Lev Tahor: Raids may have sought evidence of child marriages

Montreal — A leader with the radical Jewish group Lev Tahor believes a police raid on the homes of two members Wednesday may have been in search of evidence of illegal child marriages.

The minimum age that someone can marry in Canada is 16 and while Lev Tahor members say that they respect the law, they believe children as young as 13 should be able to marry.

Nachman Helbrans, the son of Rabbi Shlomo Helbrans, the group’s spiritual leader, says he suspects police were looking for original copies of marriage contracts alleged to have involved members below the minimum legal age.

Helbrans told the Star in an email his best guess is that police were trying to verify the authenticity of “unsigned drafts” of marriage contracts that are in the possession of a renegade former member, Adam Brudzewsky.

“The timing may be connected to our advice to the (Children’s Aid Society) that after six months of humiliating investigation of the innocent mothers, boys and girls, it is time to draw (a) conclusion rather than paralyzing the innocent families,” he said.

The search warrants that were obtained by the Sûreté du Québec led the provincial force to the former homes of Lev Tahor members in Sainte-Agathe-des-Monts, Que., as well as to the Chatham-Kent, Ont., homes of Nachman Helbrans and Mayer Rosner. Rosner acts as a director or administrator for Lev Tahor.

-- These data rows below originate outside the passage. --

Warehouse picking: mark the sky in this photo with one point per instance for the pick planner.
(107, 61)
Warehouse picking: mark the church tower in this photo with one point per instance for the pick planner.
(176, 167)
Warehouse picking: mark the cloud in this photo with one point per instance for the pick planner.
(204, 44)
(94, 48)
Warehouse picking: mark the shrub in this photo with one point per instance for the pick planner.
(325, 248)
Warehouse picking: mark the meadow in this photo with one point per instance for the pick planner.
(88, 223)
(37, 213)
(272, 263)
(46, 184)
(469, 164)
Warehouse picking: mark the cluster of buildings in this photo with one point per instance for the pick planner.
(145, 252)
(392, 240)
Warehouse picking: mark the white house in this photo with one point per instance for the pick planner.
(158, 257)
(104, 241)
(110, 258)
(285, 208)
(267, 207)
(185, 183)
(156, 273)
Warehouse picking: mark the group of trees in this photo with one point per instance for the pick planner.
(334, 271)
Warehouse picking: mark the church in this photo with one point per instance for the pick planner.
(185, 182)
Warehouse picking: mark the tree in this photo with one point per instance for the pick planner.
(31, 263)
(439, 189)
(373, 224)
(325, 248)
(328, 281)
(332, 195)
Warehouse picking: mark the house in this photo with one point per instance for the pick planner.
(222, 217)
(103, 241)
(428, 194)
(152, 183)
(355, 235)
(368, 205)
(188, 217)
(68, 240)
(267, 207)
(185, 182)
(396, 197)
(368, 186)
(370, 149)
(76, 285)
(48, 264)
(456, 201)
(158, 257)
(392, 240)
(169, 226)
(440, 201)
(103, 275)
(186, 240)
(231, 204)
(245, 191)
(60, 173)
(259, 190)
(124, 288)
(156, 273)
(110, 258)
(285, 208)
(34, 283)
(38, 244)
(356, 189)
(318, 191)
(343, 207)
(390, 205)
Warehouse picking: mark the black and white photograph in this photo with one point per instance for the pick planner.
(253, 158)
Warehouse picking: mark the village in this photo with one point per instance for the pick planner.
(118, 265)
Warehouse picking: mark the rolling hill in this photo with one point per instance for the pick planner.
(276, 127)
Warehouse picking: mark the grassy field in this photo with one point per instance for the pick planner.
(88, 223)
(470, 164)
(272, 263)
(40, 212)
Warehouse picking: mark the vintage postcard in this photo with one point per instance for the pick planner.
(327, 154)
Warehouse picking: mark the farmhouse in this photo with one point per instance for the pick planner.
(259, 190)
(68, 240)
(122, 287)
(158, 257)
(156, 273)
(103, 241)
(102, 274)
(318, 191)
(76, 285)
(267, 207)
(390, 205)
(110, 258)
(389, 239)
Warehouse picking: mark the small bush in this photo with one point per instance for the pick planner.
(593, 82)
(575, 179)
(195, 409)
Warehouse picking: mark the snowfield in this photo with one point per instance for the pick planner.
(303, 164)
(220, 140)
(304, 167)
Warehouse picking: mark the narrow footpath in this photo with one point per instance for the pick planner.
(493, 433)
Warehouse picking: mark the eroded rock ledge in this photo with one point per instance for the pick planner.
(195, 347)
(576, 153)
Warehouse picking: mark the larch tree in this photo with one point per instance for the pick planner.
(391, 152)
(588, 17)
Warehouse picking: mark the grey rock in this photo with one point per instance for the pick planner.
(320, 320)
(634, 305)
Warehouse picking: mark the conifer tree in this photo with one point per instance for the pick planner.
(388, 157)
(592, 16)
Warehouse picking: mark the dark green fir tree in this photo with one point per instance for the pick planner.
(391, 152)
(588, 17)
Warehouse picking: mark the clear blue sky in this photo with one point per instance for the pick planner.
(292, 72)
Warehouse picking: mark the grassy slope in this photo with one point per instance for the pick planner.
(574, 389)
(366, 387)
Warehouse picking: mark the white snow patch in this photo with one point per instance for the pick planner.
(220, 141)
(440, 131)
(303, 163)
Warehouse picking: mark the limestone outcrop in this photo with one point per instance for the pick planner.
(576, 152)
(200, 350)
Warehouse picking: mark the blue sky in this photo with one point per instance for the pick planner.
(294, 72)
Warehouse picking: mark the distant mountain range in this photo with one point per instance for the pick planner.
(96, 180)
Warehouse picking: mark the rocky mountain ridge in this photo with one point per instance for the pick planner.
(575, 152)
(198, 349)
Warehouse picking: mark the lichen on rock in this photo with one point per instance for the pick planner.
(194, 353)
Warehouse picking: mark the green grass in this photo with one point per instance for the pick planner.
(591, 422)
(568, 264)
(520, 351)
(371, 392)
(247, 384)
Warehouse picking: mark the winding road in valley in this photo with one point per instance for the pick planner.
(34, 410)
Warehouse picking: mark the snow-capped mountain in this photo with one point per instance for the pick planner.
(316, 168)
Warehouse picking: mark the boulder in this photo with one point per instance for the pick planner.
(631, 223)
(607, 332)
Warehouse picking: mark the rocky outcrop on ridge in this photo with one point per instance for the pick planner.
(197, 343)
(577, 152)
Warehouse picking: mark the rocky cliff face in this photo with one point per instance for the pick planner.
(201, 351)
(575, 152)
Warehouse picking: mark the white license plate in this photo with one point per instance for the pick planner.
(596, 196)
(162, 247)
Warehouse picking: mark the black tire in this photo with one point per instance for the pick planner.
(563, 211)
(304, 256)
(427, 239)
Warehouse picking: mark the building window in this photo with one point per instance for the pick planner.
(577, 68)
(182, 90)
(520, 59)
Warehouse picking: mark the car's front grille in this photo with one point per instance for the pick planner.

Police would not say what they were searching for or what alleged crimes they are investigating, but they are believed to have seized computer equipment and some paper files. A spokesperson for the SQ said the search warrant has been sealed from the public while the investigation runs its course.

Brudzewsky, the former Lev Tahor member, told a Quebec court hearing last November that he had personally witnessed at least seven underage marriages performed when he lived with the group between 2009 and 2011 in Sainte-Agathe-des-Monts, north of Montreal.

That hearing, which resulted in an order permitting child-welfare officials to take 14 Lev Tahor children into foster care, also heard that one of the children, who is now 17 years old and the mother of a young baby, is believed to have been married off at the age of 14 to a man in his 30s who had children from a previous marriage.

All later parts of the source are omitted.